One can, of course, argue that such models of development are essentially Euro-centric and assume a particular path or type of development as both desirable, and to a certain extent, inevitable.
“…we [Germany] suffer not only from the development of capitalist production, but also from the incompleteness of that development. Alongside modern evils, we are oppressed by a whole series of inherited evils, arising from the passive survival of archaic and outmoded modes of production, with their accompanying train of anachronistic social and political relations” (91).
Marx and Engels, unlike the Communists of the Second International (Lenin, Trotsky, Luxembourg, Kautsky [before WW1]) and rather unlike most communists of today, very much supported the globalizing tendency of capitalism. There is a very famous quote of Marx, which laziness prevents me from grabbing just this moment, which essentially states the British presence in India was serving to sweep away old ‘Asiatic’ economic forms, and replacing them with a more productive capitalist model.
In other words, the faster and further capitalism develops, spreads, develops, the sooner socialism can be made.
Of course, and as was stated in an earlier post, international trade and imperialism (economic and militaristic) are not really analyzed in Marx.

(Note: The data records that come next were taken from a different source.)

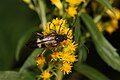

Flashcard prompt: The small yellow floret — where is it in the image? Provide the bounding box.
[66,6,77,17]
[60,63,72,74]
[35,55,45,67]
[51,0,63,10]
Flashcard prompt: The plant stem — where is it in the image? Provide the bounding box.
[55,64,63,80]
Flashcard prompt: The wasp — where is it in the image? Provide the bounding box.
[27,24,70,53]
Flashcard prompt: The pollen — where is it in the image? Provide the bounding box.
[51,0,63,10]
[35,55,45,67]
[41,71,51,80]
[60,52,77,63]
[60,63,72,74]
[66,6,77,17]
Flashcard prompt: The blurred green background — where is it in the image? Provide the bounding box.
[0,0,120,80]
[0,0,39,70]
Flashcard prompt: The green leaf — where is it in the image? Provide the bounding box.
[73,17,81,43]
[78,46,88,63]
[81,13,120,71]
[0,71,34,80]
[16,27,38,60]
[74,63,110,80]
[96,0,114,13]
[19,48,42,73]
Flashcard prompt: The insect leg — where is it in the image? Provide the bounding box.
[58,22,63,33]
[40,48,47,55]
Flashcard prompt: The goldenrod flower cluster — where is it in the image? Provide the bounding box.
[51,0,85,17]
[36,18,77,80]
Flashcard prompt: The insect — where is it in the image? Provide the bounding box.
[27,24,69,51]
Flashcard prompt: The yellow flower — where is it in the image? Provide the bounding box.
[106,7,120,19]
[62,40,77,53]
[97,22,104,32]
[35,55,45,67]
[51,51,59,61]
[41,71,51,80]
[66,6,77,17]
[105,19,118,34]
[60,52,77,63]
[51,0,63,10]
[66,0,85,6]
[60,63,72,74]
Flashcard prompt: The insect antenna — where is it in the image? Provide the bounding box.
[49,22,55,32]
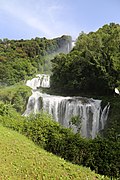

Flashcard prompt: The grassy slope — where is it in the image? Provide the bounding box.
[0,125,107,180]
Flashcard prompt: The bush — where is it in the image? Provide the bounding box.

Consequently, the role advanced capitalistc countries can play in keeping other less developed countries in an underdeveloped state is not addressed. For a discussion of this the work of the ‘neo-marxists’ Immanuel Wallerstein (The Modern World System), Paul Baran (The Political Economy of Growth), or A.G. Frank (Capitalsim and Underdevlopment in Latin America: historical studies of chile and brazil) is good reference. Lenin (Imperialism: the highest stage of capitalism) and Rosa Luxembourg also have some interesting points. For a compelling defense of ‘orthodox’ Marxism re development and imperialism see Bill Warren’s Imperialism: the pioneer of capitalism. The work of economic historian, Karl Polyani is also worthwhile, as it (to an extent) addressed the aspect of cultural hubris in notions of ‘development.
All right. That’s quite a load for one day. Oh. And tomorrow I will post an essay I wrote for my social theory class addressing, specifically, Weber’s criticism of Marx’s economic determinism.